In systems for manufacturing semiconductor components, the spatial position of certain components that are displaceable relative to one another are determined with precision with the aid of suitable position-measuring devices. Using the determined positional data, a computer-controlled sequencing control can then be implemented in these systems. Conventionally, the requisite position measuring is predominantly performed via a plurality of laser interferometers. In the future, it is assumed that the accuracy requirements for the position measurement will continue to increase with simultaneously increasing positioning speeds of the various parts. Given the high accuracy requirements that will then result, laser interferometers may no longer be able to be used as position-measuring devices. Even with optimal air conditioning, the refractive index fluctuations in the surrounding air may lead to unacceptable measuring value fluctuations in the position determination, which are on the order of magnitude of a few nanometers (nm).
For this reason, alternative position-measuring devices have already been proposed for such systems. European Published Patent Application No. 1 019 669, for example, describes the use of optical position-measuring devices having so-called cross gratings as a two-dimensional measuring graduation. In the following text, such position-measuring devices will also be referred to as grating-based position-measuring devices. These systems are hardly affected by possible refractive index fluctuations of the air and therefore allow position measurements that are well reproducible.

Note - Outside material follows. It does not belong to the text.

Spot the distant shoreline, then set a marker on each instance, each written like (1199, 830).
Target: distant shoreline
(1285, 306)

Optical position-measuring devices having gratings as measuring graduations, which provide the necessary resolutions in the nanometer range, are usually based on interferential scanning principles. In this instance, in general, a light beam from a suitable light source is split up into a least two coherent partial beams of rays, which subsequently impinge upon a plurality of gratings in the scanning beam path before they are reunited and brought to interference. The position information that is ultimately of interest is provided by the (displacement-dependent) phase position of the two interfering partial beams of rays. The resulting path length difference is usually approaching zero for the two partial beams of rays between splitting up and reuniting in symmetrical scanning beam path variants of such systems. Therefore, a short coherence length of the light used is sufficient to provide the desired interference from the detection side.
German Published Patent Application No. 10 2005 043 569 describes an additional interferential position-measuring device, which has asymmetric scanning beam paths for the two partial beams of rays. This means that, based on this asymmetry, path length differences result for the partial beams of rays coming to interference, on the order of magnitude up to a few millimeters (mm). With regard to the required coherence length of the light used, this means that the coherence length has to be in the range of a few millimeters (mm) all the way up to a few centimeters (cm), otherwise no interference of the partial beams of rays that come to superposition is possible.